The next step will be to extend the approach to more diverse classes of NPs, such as carbon nanotubes and other non-spherical particles as well as to those that undergo aggregation or ion release. “This approach may pave the way to a systematic classification of nanomaterials, leading to important developments in risk assessment and regulatory approval, as well as in a wide range of nanomedicine applications”, the team says.

Predicting Safety

ChemistryViews asked Andrew Maynard, Director, University of Michigan Risk Science Center, USA, for his assessment of the nano safety approach taken by Pompa’s team. “The complexity of engineered nanomaterials presents a huge challenge to anyone trying to predict how safe or toxic a new material might be”, he explains. “Despite many groups working on the problem, no one has yet come up with a formula that indicates ‘probably dangerous’ or ‘probably safe’.” Pompa and colleagues think they are getting close and certainly show that the impact of a specific type of gold nanoparticle on fruit flies follows a certain pattern when ingested, and that the more numerous the ingested particles, the greater this impact is. “There are even indications that their test can identify more dangerous and less dangerous nanoparticles”, Maynard adds.

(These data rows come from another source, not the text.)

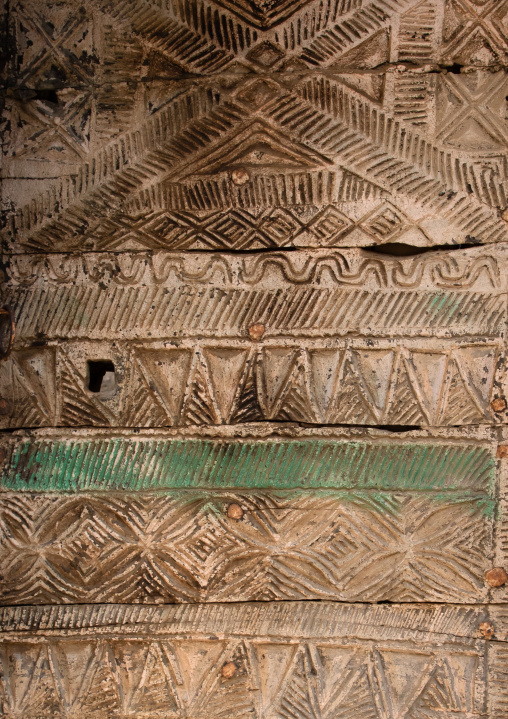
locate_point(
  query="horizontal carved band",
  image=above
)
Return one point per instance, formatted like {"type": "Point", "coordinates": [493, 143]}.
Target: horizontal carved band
{"type": "Point", "coordinates": [345, 381]}
{"type": "Point", "coordinates": [355, 518]}
{"type": "Point", "coordinates": [174, 295]}
{"type": "Point", "coordinates": [209, 546]}
{"type": "Point", "coordinates": [214, 339]}
{"type": "Point", "coordinates": [248, 457]}
{"type": "Point", "coordinates": [260, 660]}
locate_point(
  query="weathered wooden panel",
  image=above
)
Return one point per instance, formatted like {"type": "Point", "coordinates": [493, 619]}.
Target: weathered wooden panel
{"type": "Point", "coordinates": [245, 124]}
{"type": "Point", "coordinates": [254, 660]}
{"type": "Point", "coordinates": [333, 337]}
{"type": "Point", "coordinates": [161, 518]}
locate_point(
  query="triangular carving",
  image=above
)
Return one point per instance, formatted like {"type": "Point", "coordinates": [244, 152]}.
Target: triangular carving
{"type": "Point", "coordinates": [405, 404]}
{"type": "Point", "coordinates": [369, 54]}
{"type": "Point", "coordinates": [75, 665]}
{"type": "Point", "coordinates": [333, 661]}
{"type": "Point", "coordinates": [428, 372]}
{"type": "Point", "coordinates": [459, 407]}
{"type": "Point", "coordinates": [352, 405]}
{"type": "Point", "coordinates": [34, 691]}
{"type": "Point", "coordinates": [438, 694]}
{"type": "Point", "coordinates": [256, 147]}
{"type": "Point", "coordinates": [37, 375]}
{"type": "Point", "coordinates": [324, 372]}
{"type": "Point", "coordinates": [225, 367]}
{"type": "Point", "coordinates": [168, 371]}
{"type": "Point", "coordinates": [273, 664]}
{"type": "Point", "coordinates": [477, 50]}
{"type": "Point", "coordinates": [275, 367]}
{"type": "Point", "coordinates": [478, 365]}
{"type": "Point", "coordinates": [298, 697]}
{"type": "Point", "coordinates": [199, 665]}
{"type": "Point", "coordinates": [102, 696]}
{"type": "Point", "coordinates": [403, 672]}
{"type": "Point", "coordinates": [153, 688]}
{"type": "Point", "coordinates": [375, 368]}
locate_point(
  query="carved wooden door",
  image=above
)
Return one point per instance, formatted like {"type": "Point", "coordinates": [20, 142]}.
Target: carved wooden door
{"type": "Point", "coordinates": [254, 447]}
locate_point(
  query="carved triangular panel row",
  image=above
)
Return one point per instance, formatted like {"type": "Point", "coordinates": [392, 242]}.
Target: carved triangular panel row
{"type": "Point", "coordinates": [183, 678]}
{"type": "Point", "coordinates": [234, 384]}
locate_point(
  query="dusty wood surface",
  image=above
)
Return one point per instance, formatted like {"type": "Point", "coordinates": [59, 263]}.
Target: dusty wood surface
{"type": "Point", "coordinates": [259, 660]}
{"type": "Point", "coordinates": [286, 514]}
{"type": "Point", "coordinates": [321, 337]}
{"type": "Point", "coordinates": [191, 125]}
{"type": "Point", "coordinates": [233, 232]}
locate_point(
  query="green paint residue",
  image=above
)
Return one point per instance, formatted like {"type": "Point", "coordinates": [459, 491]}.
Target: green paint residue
{"type": "Point", "coordinates": [137, 464]}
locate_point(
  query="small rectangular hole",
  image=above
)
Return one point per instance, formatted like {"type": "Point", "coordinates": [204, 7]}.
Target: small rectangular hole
{"type": "Point", "coordinates": [96, 372]}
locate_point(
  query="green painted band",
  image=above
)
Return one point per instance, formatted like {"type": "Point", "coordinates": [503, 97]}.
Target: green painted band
{"type": "Point", "coordinates": [141, 464]}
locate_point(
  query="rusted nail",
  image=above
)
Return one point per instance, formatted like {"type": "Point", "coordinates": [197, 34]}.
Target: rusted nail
{"type": "Point", "coordinates": [496, 577]}
{"type": "Point", "coordinates": [486, 630]}
{"type": "Point", "coordinates": [499, 404]}
{"type": "Point", "coordinates": [228, 670]}
{"type": "Point", "coordinates": [256, 331]}
{"type": "Point", "coordinates": [240, 176]}
{"type": "Point", "coordinates": [235, 511]}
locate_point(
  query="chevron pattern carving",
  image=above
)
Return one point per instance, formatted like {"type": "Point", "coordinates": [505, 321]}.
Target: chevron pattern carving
{"type": "Point", "coordinates": [220, 124]}
{"type": "Point", "coordinates": [253, 362]}
{"type": "Point", "coordinates": [302, 659]}
{"type": "Point", "coordinates": [148, 548]}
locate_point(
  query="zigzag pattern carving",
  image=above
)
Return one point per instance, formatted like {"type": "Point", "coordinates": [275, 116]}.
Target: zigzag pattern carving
{"type": "Point", "coordinates": [363, 546]}
{"type": "Point", "coordinates": [282, 661]}
{"type": "Point", "coordinates": [346, 383]}
{"type": "Point", "coordinates": [304, 99]}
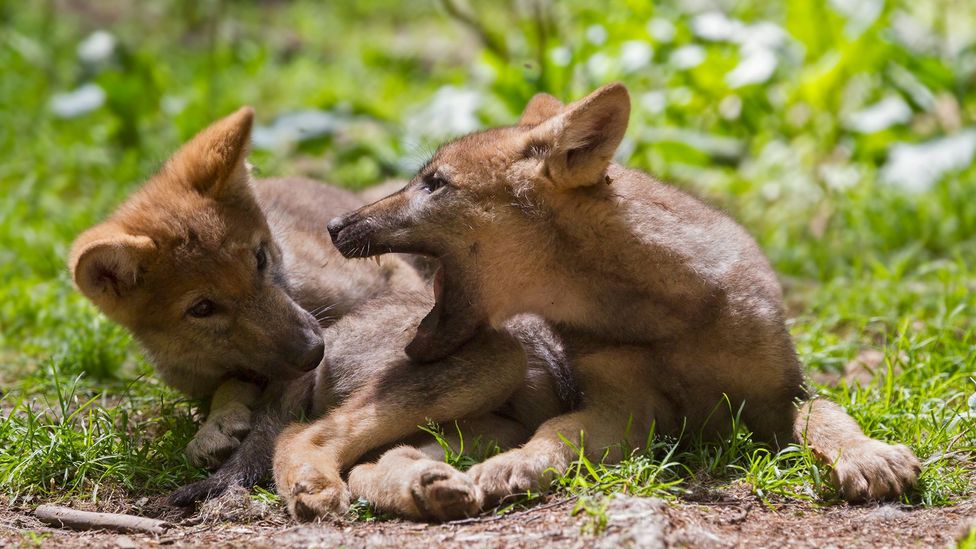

However, he points out that this result only considers the context of NPs being eaten by fruit flies. “It remains unclear what their results mean for human exposure to engineered nanoparticles, or what the basis might be for deciding relative levels of potential toxicity”, he adds. “And, it is even less clear how their results relate to inhalation exposure to nanoparticles, where a suite of inhalation-specific mechanisms may lead to very different results to those predicted by fruit flies eating the material.”

This research adds to the pool of information on nanoparticle safety, but, adds Maynard, “there’s still a long way to go before we can both predict how safe a new material will be, and actually engineer it to be safe.”